« Ils nous ont tant volés qu’ils nous ont même dérobé notre peur » : insurrection populaire au Chili



Le Chili vit depuis quelques jours un soulèvement insurrectionnel d’une ampleur inédite. Partie de l’augmentation des prix du ticket de métro, la révolte s’est rapidement généralisée, prenant pour cible le système dans son ensemble — dans un pays qui, depuis le coup d’État mené par Pinochet en 1973, est un laboratoire du néo-libéralisme le plus féroce et où les inégalités sont parmi les plus fortes au monde.

Article publié sur ACTA le 21/10/2019

Alors que le gouvernement de droite à décrété l’État d’urgence et instauré un couvre-feu, alors que les militaires patrouillent dans les rues pour la première fois depuis la fin de la dictature en 1990, Acta a mené un entretien avec leur correspondant au Chili pour faire le point sur la situation. Il nous explique les enjeux de l’explosion sociale en cours, sa composition, ses méthodes de lutte et sa résonance avec les soulèvements parallèles en Amérique du Sud.

Le Chili connaît des émeutes populaires d’une intensité jamais vue depuis des décennies. Quel a été l’élément déclencheur du soulèvement ?

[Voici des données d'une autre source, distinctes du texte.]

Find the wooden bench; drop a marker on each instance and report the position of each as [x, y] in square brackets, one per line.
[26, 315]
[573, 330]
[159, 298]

L’élément déclencheur du soulèvement, c’est la lutte contre l’augmentation du prix du métro à Santiago. Un journaliste de l’agence France-Presse, toujours aussi fin limier, vient de découvrir que le métro de Santiago du Chili était le plus étendu de toute l’Amérique latine, et que la capitale était surpolluée par les embouteillages. Il serait plus judicieux de dire que ce mouvement, initié par des étudiants, des précaires et des lycéens est typique de la situation analysée par l’opéraïsme italien à travers le concept d’ouvrier social. Dans une époque où c’est la ville entière qui est devenue une usine, et donc où c’est l’ensemble de l’espace social urbain qui participe à la production de valeur, il est tout à fait logique que le prix du métro devienne un enjeu radical des luttes. Si l’on pense aux mouvements de ces dernières années en Amérique du Sud, on peut faire la comparaison avec les luttes de 2013 à São Paulo, revendiquant la gratuité du bus dans cette ville. Un peu comme au Brésil, le mouvement a commencé avec un groupe militant indépendant des partis et syndicats ouvriers, et s’est répandu de la capitale aux autres grandes villes de tout le pays. Le plus surprenant, c’est la rapidité de l’extension du mouvement dans le cas chilien. Vendredi, il a pris Santiago. Samedi, il s’est déployé dans toutes les grandes villes du pays, du nord jusqu’au sud.

Comment la lutte contre la hausse des prix des transports s’est-elle muée en insurrection généralisée ?

Ces formes de luttes contemporaines, où c’est la métropole elle-même qui devient un enjeu politique, sont de plus en plus présentes au Chili depuis ces dernières années. Ce n’est certes pas la première tentative de politisation du « droit à la ville » qui se passe au Chili, que ce soit à Santiago ou ailleurs. D’autres luttes antérieures ont déjà eu lieu, avec des résultats relatifs. De même, les pratiques émeutières ne sont pas nouvelles ici. Et il faut rappeler le courage des militantes féministes face à la répression policière, que ce soit lors du mouvement féministe de 2018, ou même lors de la marche du 8 Mars de cette année. S’il y a une explosion sociale d’une telle ampleur cette fois-ci, je crois que l’une des raisons se trouve dans les nouvelles formes de luttes, beaucoup plus offensives, qui ont été développées dès le premier jour à Santiago.